Over the course of his 38-year career at USC, Cray rose to the rank of professor of journalism before retiring in 2014.

Professor Emerita of Journalism Judy Muller called Cray “a class act.”

“Ed was a mentor to me when I joined the USC Annenberg faculty in 2003, and over the years we became dear friends,” she said. “His standards of rigorous research, which produced so many wonderful biographies, served as a model for his students as well as his colleagues.”

Félix Gutiérrez, professor emeritus of journalism, remembered Cray not only as a “good friend and great colleague,” but was an “advocate for people and causes needing advocating.” He pointed to Cray’s early and effective commitment to diversity. 

“In 1983, he took a year’s leave from USC to help develop and launch the Los Angeles Times Metpro training program, recruiting and training young journalists of color,” Gutiérrez said. The program served all Times-Mirror papers as an effort to build diverse newsrooms and continues under Tribune/Tronc.
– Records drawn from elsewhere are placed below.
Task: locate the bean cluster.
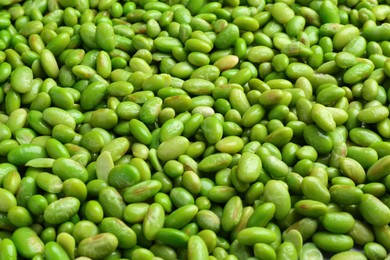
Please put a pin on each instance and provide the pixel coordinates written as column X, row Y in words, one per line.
column 194, row 129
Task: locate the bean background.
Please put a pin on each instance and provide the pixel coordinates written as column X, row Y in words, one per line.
column 194, row 129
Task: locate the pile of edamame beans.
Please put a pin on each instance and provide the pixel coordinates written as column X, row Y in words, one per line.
column 194, row 129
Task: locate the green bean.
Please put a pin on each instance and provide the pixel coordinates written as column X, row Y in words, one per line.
column 194, row 129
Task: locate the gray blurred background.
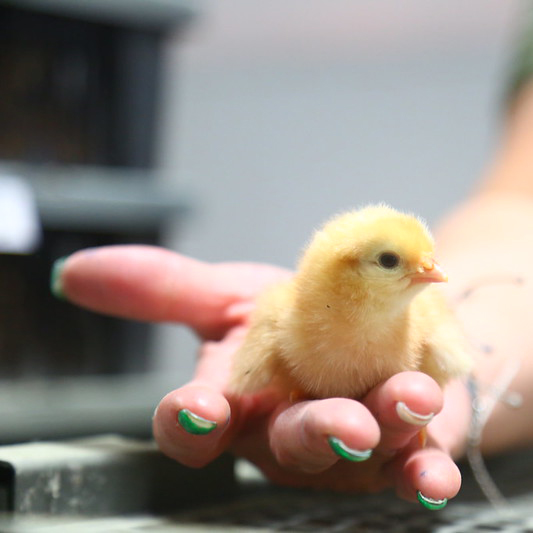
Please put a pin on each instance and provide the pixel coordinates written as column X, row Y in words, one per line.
column 279, row 114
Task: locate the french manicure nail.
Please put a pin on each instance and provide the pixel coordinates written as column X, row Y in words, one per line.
column 56, row 285
column 348, row 453
column 430, row 503
column 409, row 416
column 195, row 424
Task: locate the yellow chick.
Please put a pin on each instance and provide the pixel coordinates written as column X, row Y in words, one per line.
column 360, row 309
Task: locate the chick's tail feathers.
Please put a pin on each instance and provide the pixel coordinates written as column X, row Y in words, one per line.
column 256, row 362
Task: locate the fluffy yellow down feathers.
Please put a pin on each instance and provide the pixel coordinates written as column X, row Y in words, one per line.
column 361, row 308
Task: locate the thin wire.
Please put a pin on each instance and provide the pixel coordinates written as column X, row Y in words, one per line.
column 481, row 412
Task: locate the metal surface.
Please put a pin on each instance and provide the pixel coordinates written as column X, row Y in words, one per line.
column 105, row 475
column 72, row 407
column 260, row 507
column 100, row 198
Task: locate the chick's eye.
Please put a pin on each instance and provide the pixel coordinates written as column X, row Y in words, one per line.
column 388, row 260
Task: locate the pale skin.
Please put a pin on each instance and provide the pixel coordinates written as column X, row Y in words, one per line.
column 487, row 238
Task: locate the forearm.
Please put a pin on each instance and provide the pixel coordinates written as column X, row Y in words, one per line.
column 486, row 246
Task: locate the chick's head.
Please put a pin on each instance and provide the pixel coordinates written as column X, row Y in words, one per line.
column 377, row 252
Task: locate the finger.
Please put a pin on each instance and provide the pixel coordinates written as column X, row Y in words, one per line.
column 403, row 405
column 311, row 436
column 429, row 475
column 190, row 424
column 153, row 284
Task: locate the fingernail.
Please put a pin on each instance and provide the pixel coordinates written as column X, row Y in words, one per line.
column 56, row 285
column 194, row 424
column 411, row 417
column 430, row 503
column 348, row 453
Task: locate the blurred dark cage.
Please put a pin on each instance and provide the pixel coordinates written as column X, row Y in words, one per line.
column 79, row 106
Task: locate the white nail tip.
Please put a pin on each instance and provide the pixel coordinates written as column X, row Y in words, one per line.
column 411, row 417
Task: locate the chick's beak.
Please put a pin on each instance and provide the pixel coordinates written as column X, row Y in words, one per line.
column 429, row 271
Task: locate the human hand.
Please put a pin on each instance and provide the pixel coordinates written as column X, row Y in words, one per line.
column 288, row 442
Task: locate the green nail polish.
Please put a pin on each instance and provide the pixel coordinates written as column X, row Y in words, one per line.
column 194, row 424
column 348, row 453
column 430, row 503
column 56, row 286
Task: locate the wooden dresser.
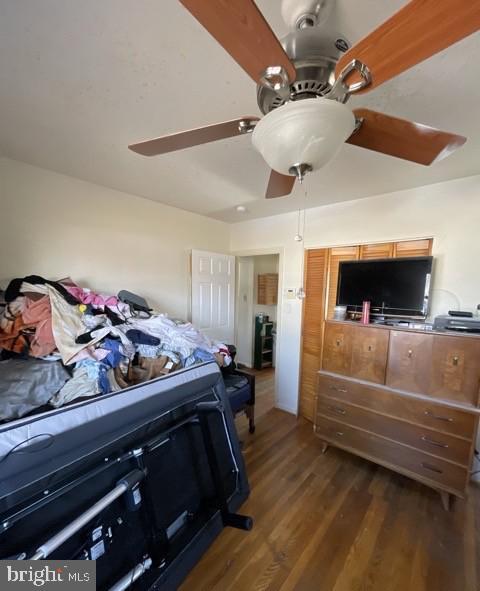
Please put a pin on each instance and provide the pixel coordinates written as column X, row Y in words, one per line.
column 405, row 399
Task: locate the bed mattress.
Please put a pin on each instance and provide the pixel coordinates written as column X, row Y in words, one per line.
column 153, row 426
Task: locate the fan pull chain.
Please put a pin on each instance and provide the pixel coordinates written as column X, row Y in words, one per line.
column 301, row 291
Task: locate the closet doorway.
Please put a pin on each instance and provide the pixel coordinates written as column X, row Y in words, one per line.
column 256, row 322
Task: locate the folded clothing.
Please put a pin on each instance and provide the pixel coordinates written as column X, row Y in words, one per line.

Born on July 3, 1933, in Cleveland, Ohio, Cray came to Los Angeles as a young child, growing up primarily in the Fairfax district. Among his first jobs was as an inspector of walnut crates at age 13 in the San Fernando Valley. His entrance into the world of journalism came two years earlier, selling the Los Angeles Mirror on the streets. Cray said one of his frequent customers was mobster Mickey Cohen.

Cray went from news hawk to the newsroom in 1948 as a copy boy for the Los Angeles Daily News. He would later work as a wire reporter for City News Service in Los Angeles and worked and freelanced at many Southern California newspapers, including the Los Angeles Times and The Hollywood Reporter.

After serving in the U.S. Army in Korea, Cray returned to L.A. and graduated from UCLA in 1957 with a degree in anthropology. In the ’60s, he published several books that examined social issues of the time. They include In Failing Health, a look at the healthcare industry, and The Big Blue Line about police malfeasance and corruption.

Some of Cray’s other books include Burden of Proof (Macmillan), a 1973 account of the trial of California serial killer Juan Corona; Levi’s (Houghton Mifflin, 1978), a history of the San Francisco clothing company and the challenges it faced in the 1970s; Chrome Colossus (McGraw-Hill), a 1980 social history of General Motors; and General of the Army: George C. Marshall, Soldier and Statesman (Norton, 1990), a biography of the World War II general and namesake of the Marshall Plan.

From 1965 to 1970, Cray was the director of publications for the ACLU of Southern California. He also worked in the early ’70s as the publicist for the Los Angeles Philharmonic.

In his later years, Cray devoted most of his time to the study of American folklore, a continuation of work started in his early-career book, The Erotic Muse (Oak Publications, 1969). In 2011, he edited two volumes of Bawdy Songs of the Romantic Period, a four-volume set of songbooks with extensive margin notes on the folklore of the mid-nineteenth century.

In 2017, Cray moved from Santa Monica to Palo Alto, where he lived at Palo Alto Commons, an assisted living facility. Cray is survived by his daughter, Jennifer of Palo Alto, and her husband, Marc Igler; a stepdaughter, Naomi Kovacs of Santa Barbara; a stepson, Josh Kovacs of Long Beach; two granddaughters, Emily and Tessa Igler; a niece, Jordanna Potter; and grandnephew, Ryan Potter. Cray's wife, Diane Kovacs, preceded her husband in death.

Services to be announced.


Marc Igler and Emily Cavalcanti contributed to this article.